At compilation I get following error

nvcc -arch=sm_90 tu_test_e4m3.s.cu -o tu_test_e4m3
tu_test_e4m3.cuh(17): error: incomplete type is not allowed

tu_test_e4m3.cuh(18): error: incomplete type is not allowed

2 errors detected in the compilation of "tu_test_e4m3.s.cu".
make: *** [Makefile:2: tu_test_e4m3] Error 2

Any help will be appreciated.

  1. Please include a complete code.
  2. Please don’t post pictures of text on this forum.
  3. Please properly format code on this forum. A simple method: edit your post by clicking on the pencil icon under it. Select the code in the edit window. Press the </> button at the top of the edit window. Save your changes.

updated the post. Would appreciate the help. If you copy this header and source code into files, you should be able to reproduce the error.

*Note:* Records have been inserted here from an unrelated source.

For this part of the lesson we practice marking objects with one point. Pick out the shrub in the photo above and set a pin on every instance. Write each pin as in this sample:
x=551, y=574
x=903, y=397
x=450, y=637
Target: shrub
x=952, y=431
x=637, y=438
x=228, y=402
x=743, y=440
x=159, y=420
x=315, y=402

mma.h (i.e. /usr/local/cuda/include/crt/mma.h) in CUDA 12.0 doesn’t seem to have any mma definition overloads for fp8 yet. May have to wait for a future release. It’s possible that CUDA 12.1 has some, I haven’t checked. I don’t see them in CUDA 12.1 either. I don’t have information about when things may appear in the future.

There are fp8 ptx instructions exposed.

It is interesting that you say it’s not supported. I have an fp8 matmul implementation which leverages cublasLt and it seems to work. Wondering how cublas fp8 kernel is written?

I don’t think I said “its not supported”. I pointed out that a particular header file didn’t seem to have the necessary overloads (yet), and also that it seemed to be available via PTX.

I guess cublasLt is using PTX directly then? Cause cublasLt included as part of cuda12.0 is working for fp8 matmul.

I think that is one possibility, anyway.

Is there a way to raise issues with CUBLAS team? I am seeing other issues with certain matrix sizes with cublasLt.

You can file a bug. If you don’t provide a complete repro case, you will probably be asked for one.